While participating in the BLM protests in Seattle, I was awestruck by the activism fervor and appalled by the police response to peaceful protesting. I saw tear gas being launched into massive crowds and batons cracking down indiscriminately. I wondered if Washington was an anomaly or was police response equally violent in all states.
What it does
This project chronicles BLM protests in the entire United States and the respective police response to each protest. While, it was difficult to find data for police response to all 33,117 protests, I was able to find other useful data like when was the protest hosted, how many people showed up, and what was the protesting route.
How we built it
The project had three steps: data collection, wrangling, and visualization. I collected data using web crawlers and ignored data points which did not specify where the protest was held. Data wrangling consisted of appropriately classifying raw input into individual categories such as: City, State, Latitude, Longitude, Date, and Information about the protest itself- used Google Maps API to find latitude and longitude. Lastly, I used Plotly Express to visualize all the information onto a map of the US.
Challenges we ran into
Transforming raw data into a tidy table was probably the most challenging/ time consuming process because websites had their own idiosyncratic formats for arranging information and key values like state and city might sometimes be embedded in text. This was problematic because I had to write algorithms using Beautiful Soup to parse HTML and extract these values. Secondly, it was difficult working with a dataset that was this big because VSCode would crash if I did something silly like printing the whole dataset, or any operation that took up too much memory.

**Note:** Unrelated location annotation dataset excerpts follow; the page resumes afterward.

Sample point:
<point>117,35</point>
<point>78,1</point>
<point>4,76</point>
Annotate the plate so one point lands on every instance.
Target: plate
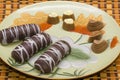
<point>68,68</point>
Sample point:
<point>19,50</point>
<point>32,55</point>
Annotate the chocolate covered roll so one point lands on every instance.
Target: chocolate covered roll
<point>47,61</point>
<point>68,14</point>
<point>53,18</point>
<point>68,24</point>
<point>30,46</point>
<point>95,25</point>
<point>17,33</point>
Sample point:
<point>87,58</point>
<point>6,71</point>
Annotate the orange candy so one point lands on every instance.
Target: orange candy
<point>114,42</point>
<point>44,26</point>
<point>82,30</point>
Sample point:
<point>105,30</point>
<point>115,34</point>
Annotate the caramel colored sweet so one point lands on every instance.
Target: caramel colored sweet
<point>95,25</point>
<point>53,18</point>
<point>68,24</point>
<point>99,46</point>
<point>68,14</point>
<point>96,35</point>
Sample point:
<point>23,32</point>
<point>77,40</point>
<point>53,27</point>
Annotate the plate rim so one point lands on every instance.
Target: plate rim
<point>27,6</point>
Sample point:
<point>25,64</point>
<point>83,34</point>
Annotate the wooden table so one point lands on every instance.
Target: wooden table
<point>112,7</point>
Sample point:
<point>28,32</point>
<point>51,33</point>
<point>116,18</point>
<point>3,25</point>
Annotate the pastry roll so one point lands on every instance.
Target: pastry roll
<point>47,61</point>
<point>17,33</point>
<point>30,46</point>
<point>68,24</point>
<point>68,14</point>
<point>53,18</point>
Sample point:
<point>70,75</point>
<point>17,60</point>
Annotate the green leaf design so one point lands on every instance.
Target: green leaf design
<point>13,62</point>
<point>78,39</point>
<point>54,72</point>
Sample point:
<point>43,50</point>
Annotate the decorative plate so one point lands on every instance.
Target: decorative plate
<point>81,62</point>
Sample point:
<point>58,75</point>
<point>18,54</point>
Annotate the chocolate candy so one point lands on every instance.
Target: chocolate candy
<point>30,46</point>
<point>47,61</point>
<point>17,33</point>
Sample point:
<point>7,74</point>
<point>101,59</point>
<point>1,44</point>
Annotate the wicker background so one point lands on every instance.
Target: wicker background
<point>112,7</point>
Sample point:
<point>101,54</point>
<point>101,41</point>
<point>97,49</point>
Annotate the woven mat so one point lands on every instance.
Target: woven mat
<point>112,7</point>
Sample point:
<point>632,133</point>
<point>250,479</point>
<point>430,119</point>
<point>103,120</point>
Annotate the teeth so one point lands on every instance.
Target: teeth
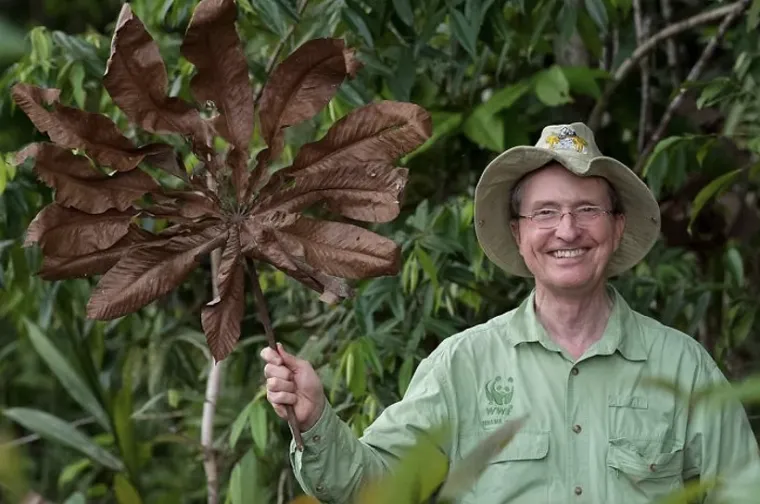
<point>568,253</point>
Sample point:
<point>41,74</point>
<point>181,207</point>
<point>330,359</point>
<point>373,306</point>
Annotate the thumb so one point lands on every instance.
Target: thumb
<point>289,360</point>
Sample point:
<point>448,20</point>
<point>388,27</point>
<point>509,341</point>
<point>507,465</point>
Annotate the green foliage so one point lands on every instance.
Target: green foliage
<point>110,412</point>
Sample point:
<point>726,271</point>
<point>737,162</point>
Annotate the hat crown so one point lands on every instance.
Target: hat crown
<point>573,139</point>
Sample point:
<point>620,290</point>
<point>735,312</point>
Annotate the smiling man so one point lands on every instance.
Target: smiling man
<point>573,356</point>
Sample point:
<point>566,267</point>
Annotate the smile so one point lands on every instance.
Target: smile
<point>568,253</point>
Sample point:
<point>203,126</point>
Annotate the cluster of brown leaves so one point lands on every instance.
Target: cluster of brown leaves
<point>102,192</point>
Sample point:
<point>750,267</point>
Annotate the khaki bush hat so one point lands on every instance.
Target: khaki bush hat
<point>573,146</point>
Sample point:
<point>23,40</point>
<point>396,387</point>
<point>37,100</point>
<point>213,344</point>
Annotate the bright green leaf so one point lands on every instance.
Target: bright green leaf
<point>55,429</point>
<point>404,11</point>
<point>70,380</point>
<point>125,491</point>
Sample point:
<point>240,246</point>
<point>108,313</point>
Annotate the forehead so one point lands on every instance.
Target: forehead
<point>556,184</point>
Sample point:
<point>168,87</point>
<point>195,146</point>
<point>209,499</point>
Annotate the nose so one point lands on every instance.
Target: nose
<point>567,230</point>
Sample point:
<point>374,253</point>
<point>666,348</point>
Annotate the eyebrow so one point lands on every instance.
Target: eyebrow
<point>550,203</point>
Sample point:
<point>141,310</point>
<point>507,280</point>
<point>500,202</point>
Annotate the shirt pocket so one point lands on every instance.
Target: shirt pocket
<point>518,473</point>
<point>641,476</point>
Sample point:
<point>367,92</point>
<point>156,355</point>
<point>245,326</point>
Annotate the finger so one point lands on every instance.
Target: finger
<point>280,385</point>
<point>269,355</point>
<point>280,411</point>
<point>289,360</point>
<point>281,398</point>
<point>272,371</point>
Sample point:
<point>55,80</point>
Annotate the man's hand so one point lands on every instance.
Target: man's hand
<point>293,381</point>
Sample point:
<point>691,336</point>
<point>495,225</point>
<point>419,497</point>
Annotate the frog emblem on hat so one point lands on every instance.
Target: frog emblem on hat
<point>567,139</point>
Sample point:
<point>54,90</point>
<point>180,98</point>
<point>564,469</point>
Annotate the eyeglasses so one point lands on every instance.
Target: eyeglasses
<point>547,218</point>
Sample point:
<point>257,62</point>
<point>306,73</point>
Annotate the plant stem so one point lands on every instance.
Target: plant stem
<point>209,404</point>
<point>261,306</point>
<point>595,118</point>
<point>694,74</point>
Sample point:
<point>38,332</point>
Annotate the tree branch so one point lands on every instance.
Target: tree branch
<point>261,306</point>
<point>642,50</point>
<point>694,74</point>
<point>209,405</point>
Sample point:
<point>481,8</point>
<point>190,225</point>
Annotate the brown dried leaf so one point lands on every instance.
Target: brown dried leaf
<point>137,81</point>
<point>67,232</point>
<point>339,249</point>
<point>72,128</point>
<point>376,133</point>
<point>302,85</point>
<point>212,44</point>
<point>146,274</point>
<point>80,186</point>
<point>221,317</point>
<point>98,262</point>
<point>368,192</point>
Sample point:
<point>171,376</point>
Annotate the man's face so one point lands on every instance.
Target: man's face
<point>570,256</point>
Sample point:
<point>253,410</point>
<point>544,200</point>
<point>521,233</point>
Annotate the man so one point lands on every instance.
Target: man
<point>573,355</point>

Accomplishments that we're proud of
I am proud that I asked a relevant question about our society and I was able to use my data science skills to satisfy my curiosity.
What we learned
This project helped me exercise all my data science skills from acollection all the way to visualization. I was acquainted with new APIs like the Google Maps and Plotly express- which I did not have a chance to work with before- and I further refined my skills in the Python language.
What's next for Protest Locations
While I didn’t envision the project to grow beyond its current scope, I suspect this will be a valuable resources for journalists and reporters who write about BLM protests, and perhaps even policy makers who make decisions on this topic. In addition, I intend to make this data publicly available on Kaggle so that people can use it in other creative ways and answer their questions about BLM protests.